There are 2 flags in the suggestions table, `classifier_chosen` which implies that the classifier
was deemed as having selected this taxon (i.e. it uniquely had a high probability among the list
returned) and `human_chosen` which implies that the recorder picked this suggestion via the user
interface. To illustrate this, consider submitting an image for classification which comes back
with 3 suggestions. The first has a 95% probability so could be considered “chosen” by the
classifier so the `classifier_chosen` flag gets set. The human then rejects this and chooses the
second suggestion, so the `human_chosen` flag is set on that suggestion. Records where these flags
conflict then become a point of interest as either the classifier or human was wrong. Assuming that
the classifier API doesn’t have a “I chose this” flag, the level of probability required to trigger
setting the flag will need to be decided.

These flags are present to make the analysis of the results clearer. Although it may be
possible to infer the value of these flags from other information, they do make the data clearer
to read and therefore simpler to analyse. For example the `classifier_chosen` flag may not always
be the one with the highest probability - the classifier may be considered as only making a choice
when there is a clear leader and that suggestion has a fairly high probability. So, if the
classifier receives a blurry image and comes back with a single suggestion at 1% probability, it is
a little unrepresentative to treat that suggestion as classifier chosen. Likewise if there are 3
suggestions, with 34, 33 and 33% probability, there is no clear choice.

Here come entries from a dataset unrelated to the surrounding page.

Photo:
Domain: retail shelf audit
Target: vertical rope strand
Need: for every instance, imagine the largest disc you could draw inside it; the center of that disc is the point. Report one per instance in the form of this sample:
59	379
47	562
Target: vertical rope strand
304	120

Likewise, `human_chosen` might be inferred from the other data, as it will be the one with the
matching taxa_taxon_list_id in most cases. There are 2 possible hypothetical scenarios where this
might not be so simple. First, the scenario where a user inputs a photo record and requests
classification. The default classifier returns some suggestions and provides library photos for the
user to compare. The user is unsure at this point, so requests the photo is sent to a secondary
classifier. This also returns suggestions but has a better library photo that allows the user to
see that their photo record matches, so they choose the suggestion. So the first classifier was
able to return the correct  suggestion, but was unable to provide enough information for the human
to choose it and therefore human_chosen is false. Another hypothetical scenario is a citizen
science mass participation project (e.g. school children), where the classifier's determination
takes precedence over the human choice, so the human chosen suggestion does not end up matching the
record's taxa_taxon_list_id.

occurrences and determinations
------------------------------

When a classification event is involved in the identification associated with an occurrence, the
`classification_event` table's id is stores in the `classification_event_id` foreign key field in the
`occurrences` table. When the occurrence is later redetermined and the initial identification details
are logged in the `determinations` table, the `classification_event_id` is also copied over to the
`determinations` table so all the information is kept together.

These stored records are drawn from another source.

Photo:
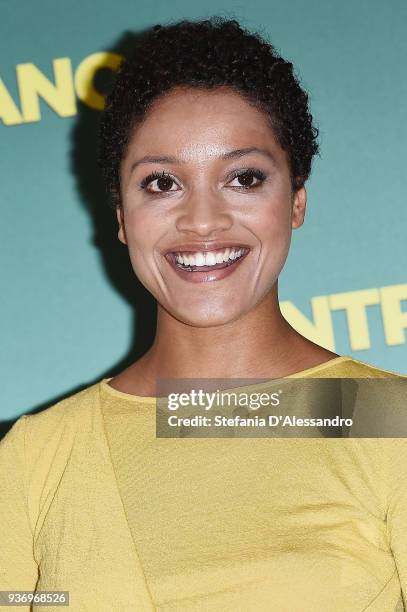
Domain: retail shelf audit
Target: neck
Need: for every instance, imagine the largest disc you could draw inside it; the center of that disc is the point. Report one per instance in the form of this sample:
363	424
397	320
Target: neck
259	344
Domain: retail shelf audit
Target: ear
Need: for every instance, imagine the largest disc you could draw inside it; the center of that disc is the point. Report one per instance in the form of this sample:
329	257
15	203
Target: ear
299	205
120	219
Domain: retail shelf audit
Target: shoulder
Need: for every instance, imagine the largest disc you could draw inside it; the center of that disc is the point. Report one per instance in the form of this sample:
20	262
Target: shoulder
55	426
350	367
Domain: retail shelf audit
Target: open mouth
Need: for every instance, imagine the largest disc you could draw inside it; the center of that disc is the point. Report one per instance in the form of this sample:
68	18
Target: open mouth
208	260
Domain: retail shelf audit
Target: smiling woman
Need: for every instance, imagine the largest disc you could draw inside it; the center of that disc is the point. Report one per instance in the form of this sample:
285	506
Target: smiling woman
206	145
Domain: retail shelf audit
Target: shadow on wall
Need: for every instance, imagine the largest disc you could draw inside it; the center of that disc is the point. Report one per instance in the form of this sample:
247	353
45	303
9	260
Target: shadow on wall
114	255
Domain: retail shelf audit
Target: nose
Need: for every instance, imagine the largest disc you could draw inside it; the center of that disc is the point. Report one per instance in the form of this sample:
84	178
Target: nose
204	213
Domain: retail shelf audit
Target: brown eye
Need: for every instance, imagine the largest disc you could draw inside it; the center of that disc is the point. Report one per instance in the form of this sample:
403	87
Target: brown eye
164	183
247	179
159	183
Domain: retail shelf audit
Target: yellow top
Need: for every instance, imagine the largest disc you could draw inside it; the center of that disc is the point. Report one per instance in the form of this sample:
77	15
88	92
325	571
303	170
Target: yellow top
93	503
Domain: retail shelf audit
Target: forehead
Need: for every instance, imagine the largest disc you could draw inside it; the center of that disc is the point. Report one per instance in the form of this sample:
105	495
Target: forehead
198	123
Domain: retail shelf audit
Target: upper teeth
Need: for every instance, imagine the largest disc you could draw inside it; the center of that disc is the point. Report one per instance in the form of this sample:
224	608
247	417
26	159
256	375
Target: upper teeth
208	258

Along with the `classification_event_id` field, the `occurrences` and `determinations` tables both
contain a `machine_involvement` field that allows the involvement of the machine vs the human
recorder in coming to the identification to be tracked. Possible values are:

* Null: unknown;
* 0: no involvement;
* 1: human determined, machine suggestions were ignored;
* 2: human chose a machine suggestion given a very low probability;
* 3: human chose a machine suggestion that was less-preferred (a medium probability);
* 4: human chose a machine suggestion that was the preferred choice (a high probability);
* 5: machine determined with no human involvement.